小首を傾げるルイスに、ルーベンはガサガサとライリーからの贈り物の包装紙を掻き分けてベッドの端へ寄った。慌てて兄の元へ寄ったルイスの手を、ルーベンのひやりと冷たい細い手がしっかりと握る。


「僕はきっと、歴代で最弱の王として歴史に名を残すだろう。僕の玉座はベッドだったって」


弟たちと話すだけで、体を起こしているだけで疲れてしまっているのか、ルーベンの顔色は悪い。唇も渇き、色が悪い。ふらふらとしているだろうに、ルーベンはそれに構わずしっかりとした目でルイスを見つめた。
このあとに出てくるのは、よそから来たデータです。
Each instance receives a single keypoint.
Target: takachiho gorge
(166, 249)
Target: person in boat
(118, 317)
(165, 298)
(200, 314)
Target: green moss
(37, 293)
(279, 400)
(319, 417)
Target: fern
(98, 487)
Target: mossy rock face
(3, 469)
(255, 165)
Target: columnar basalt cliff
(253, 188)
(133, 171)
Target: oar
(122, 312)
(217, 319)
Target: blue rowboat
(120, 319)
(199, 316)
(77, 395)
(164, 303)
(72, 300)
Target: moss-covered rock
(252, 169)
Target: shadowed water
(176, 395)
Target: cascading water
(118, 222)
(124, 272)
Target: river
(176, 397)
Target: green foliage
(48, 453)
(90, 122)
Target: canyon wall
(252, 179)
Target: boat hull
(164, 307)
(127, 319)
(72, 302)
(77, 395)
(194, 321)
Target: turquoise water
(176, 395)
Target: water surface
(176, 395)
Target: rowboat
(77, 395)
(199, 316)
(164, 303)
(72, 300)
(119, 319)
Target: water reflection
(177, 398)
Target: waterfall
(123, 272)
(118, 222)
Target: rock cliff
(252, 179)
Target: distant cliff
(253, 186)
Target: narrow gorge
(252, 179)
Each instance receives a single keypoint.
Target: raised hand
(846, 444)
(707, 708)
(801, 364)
「ベッドが玉座の王になっても、その弟たちは優秀な側近だったと歴史に刻みたい。お前には負担を掛けるだろうし、嫌だと思われても仕方ないと思っている。でも、どうか僕の為に力を貸してほしい」


ゆっくりと頭を下げたルーベンの、金色の髪がさらりとシーツの上に一房落ちた。毛先がゆったりとカールしているのは、子供の頃からそうだった。黙っていれば女性のように見えなくもない儚い兄はこの国の王太子で、いつかこの国の王となる。
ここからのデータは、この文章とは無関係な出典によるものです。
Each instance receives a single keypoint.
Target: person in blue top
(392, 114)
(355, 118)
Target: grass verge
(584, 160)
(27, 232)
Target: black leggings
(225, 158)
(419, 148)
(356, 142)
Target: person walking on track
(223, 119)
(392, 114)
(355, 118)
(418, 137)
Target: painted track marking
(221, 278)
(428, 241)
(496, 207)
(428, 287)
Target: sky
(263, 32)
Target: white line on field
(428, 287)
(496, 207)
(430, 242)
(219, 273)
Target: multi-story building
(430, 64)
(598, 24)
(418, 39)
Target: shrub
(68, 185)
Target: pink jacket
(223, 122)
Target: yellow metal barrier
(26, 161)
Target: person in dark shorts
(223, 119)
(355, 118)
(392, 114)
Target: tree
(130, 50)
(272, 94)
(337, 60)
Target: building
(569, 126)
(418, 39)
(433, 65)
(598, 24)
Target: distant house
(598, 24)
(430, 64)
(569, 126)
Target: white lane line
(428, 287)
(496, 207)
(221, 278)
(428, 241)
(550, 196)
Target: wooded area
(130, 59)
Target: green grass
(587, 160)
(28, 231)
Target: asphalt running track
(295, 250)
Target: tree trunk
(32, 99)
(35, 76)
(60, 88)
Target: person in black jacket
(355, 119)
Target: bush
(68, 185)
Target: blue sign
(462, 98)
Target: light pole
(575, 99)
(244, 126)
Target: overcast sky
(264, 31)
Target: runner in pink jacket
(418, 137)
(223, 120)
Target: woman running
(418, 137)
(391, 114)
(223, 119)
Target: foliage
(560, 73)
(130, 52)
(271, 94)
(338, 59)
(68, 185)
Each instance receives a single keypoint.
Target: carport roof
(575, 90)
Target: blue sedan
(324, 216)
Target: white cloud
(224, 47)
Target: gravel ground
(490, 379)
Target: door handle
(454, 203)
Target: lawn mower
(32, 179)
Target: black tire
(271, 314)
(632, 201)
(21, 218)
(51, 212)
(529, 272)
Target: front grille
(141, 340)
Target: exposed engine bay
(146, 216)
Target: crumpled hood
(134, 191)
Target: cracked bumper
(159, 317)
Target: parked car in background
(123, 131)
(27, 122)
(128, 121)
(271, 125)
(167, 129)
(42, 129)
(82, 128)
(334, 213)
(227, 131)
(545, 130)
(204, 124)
そんな人が、邪魔者扱いされているルイスに向かって頭を下げたのだ。


彼は自分を家族として扱ってくれる。姉の事も、妹の事も気遣い、大切な家族だよと笑ってくれる。そんな兄がいるから、ルイスはなりたくもない伯爵になって領地を守っているのだ。いつか公爵位を受け継いだ時、伯爵領も含めればルイスの持つ領地は広大なものとなる。生み出す物も大きく多くなる。

少しでも、兄の為になりたい。彼が大切にしてくれたから、それがどれだけ嬉しいかを知っているから、ルイスもまた、領地の城で訳アリたちを囲うのだ。


「はい、兄上。俺は親愛なる兄上の為ならば、命すら惜しくはありません」


うっすらと微笑み、ルイスはしっかりとルーベンの手を握り返す。

神を呪おうとオリヴィアと語った。神の子孫と言われている兄の為に力を尽くすとオリヴィアに話したら、あの子はどんな顔をするのだろう。

そう想像し、ルイスはそっと目を閉じた。早く城に帰りたい。ルイスと名を呼ぶ、可愛らしい子兎が恋しかった。